The Press gave much notice to their doings. Soul Surgeon Buchman, who looks to the camera much like his good friend John D. Rockefeller Jr.'s cousin Percy (see p. 55), handed out envelopes full of clippings from British newspapers, said he appreciated the publicity he had gotten from "the Bishops" and the Press in England. He explained that "this is a peripatetic group, just as the disciples of Jesus. It goes wherever God guides it." He smiled amiably, as did his entourage, 17 of whom had prepared typewritten statements for the reporters, describing themselves and the manner of their conversions to The Groups. Typical was the account of Jonkheer Eric van Lennep, Knight of St. John of Holland, who said of himself: "He used to live behind masks; a mask for the office; a mask for his friends, a mask at home and another for his social activities; but he has found freedom from all that, and more, in a God-guided and unified life. And having found a good thing, who would not pass it on to his friends?"

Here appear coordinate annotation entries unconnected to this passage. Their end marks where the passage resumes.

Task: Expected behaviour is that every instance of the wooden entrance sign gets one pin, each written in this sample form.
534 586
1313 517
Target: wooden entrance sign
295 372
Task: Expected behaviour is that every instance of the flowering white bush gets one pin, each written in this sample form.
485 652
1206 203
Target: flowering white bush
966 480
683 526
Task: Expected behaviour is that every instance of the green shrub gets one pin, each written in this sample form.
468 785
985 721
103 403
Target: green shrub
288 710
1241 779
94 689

Proprietor Chauncey Depew Steele of Briarcliff Lodge is sympathetic to The Groups. Two years ago all the bellhops, chambermaids, desk clerks attended a Group meeting. Last week the 425 members of the house party, each paying $4 per day during the ten-day stay, had the place much to themselves. They met first at a dinner, with much grinning and chuckling and calling of first names. Then Rev. Samuel Moor ("Sam") Shoemaker Jr. opened the first "experience meeting" with the story about the unemployed broker who hired out to a zoo to pose in a lion's skin, was scared by another lion who turned out to be another unemployed broker. The Groups laughed. "That's right, Sam!" cried Founder Buchman. "That's the way we're meeting unexpected friends here tonight." Then the meeting grew chummy, with much talk of "sharing" (mutual confession), "surrender" (conversion) and spiritual fellowship. There were preachers, athletes, college professors, brokers, an elderly gentleman described as a retired 'legger. socialites from Manhattan, Louisville, Holland, South Africa, England—all pleasant, engaging folk, none of them shabby or pasty or odd-looking.